Figure S6. The holographic design for oblique illumination. (A) The intensity distribution obtained from the interference between the plasmonic Airy beam and a tilted plane wave;
(B) The resultant binary hologram.
Figure S7. The design of an MPG for oblique illumination. (A) The compensated phase distribution in the region of interest (upper part of the image); (B) The resultant MPG.
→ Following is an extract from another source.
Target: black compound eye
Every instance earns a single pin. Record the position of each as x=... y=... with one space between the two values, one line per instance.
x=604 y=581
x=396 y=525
(b) The pattern produced by the holographic method contains information of the amplitude distribution of the target surface wave, which modulates the size of the scatterers across the array. In general, the size of the scatterers is smaller at the places where the target surface wave has a lower intensity (e.g. sidelobes). This is very common in holograms and usually not an issue when scatterers are much larger than the wavelength of light. However, in our case, the dimensions of some of the scatterers produced by the holographic method are closer to the wavelength thus they act like small optical antennas. So the size of the scatterers will not only affect the local amplitude but also modulate the phase response of individual antennas. This adds to the complexity of the holographic design and needs additional steps to compensate the uneven phase response due to size change. On the contrary, the MPG treats the phase and amplitude distributions of the target wave separately. The phase distribution is used to produce the slit antennas at the right positions and the width of the slit antennas remains as a constant. As a slit antenna is only responsive to the incident polarization state that is oriented along its short axis, the constant widths of slit antennas ensure that each of them produces similar phase responses. Then the amplitude distribution gives an area of interest where the amplitude of the target surface wave is above certain threshold. In the end, only the slit antennas fall into the area of interest will be kept (Fig 1A). The separate use of the phase and amplitude information of the target surface wave is much different from using the complex amplitude (phase and amplitude simultaneously) of the target wave in forming an interference pattern in the holographic method. (c) The two patterns (Figs. S4A and S4B) resulted from the two methods are both binary, i.e. there are only two values in the patterns (1 for white, 0 for black). So it is difficult to reach the design in Fig. S4B from Fig. S4A by a simple binary image-processing step. In principle, it is still possible to convert Fig. S4A to Fig. S4B. However, it would be less preferred since getting Fig. S4B from the target surface wave is rather straightforward using mode-matching gratings.
Figure S8. Near-‐field intensity distributions of SPPs generated by an MPG designed for the excitation wavelength of 633nm. The width of slits is 200nm.
Figure S9. Near-‐field intensity distributions of SPPs generated by an MPG designed for the excitation wavelength of 633nm. The depth of slits is 200nm.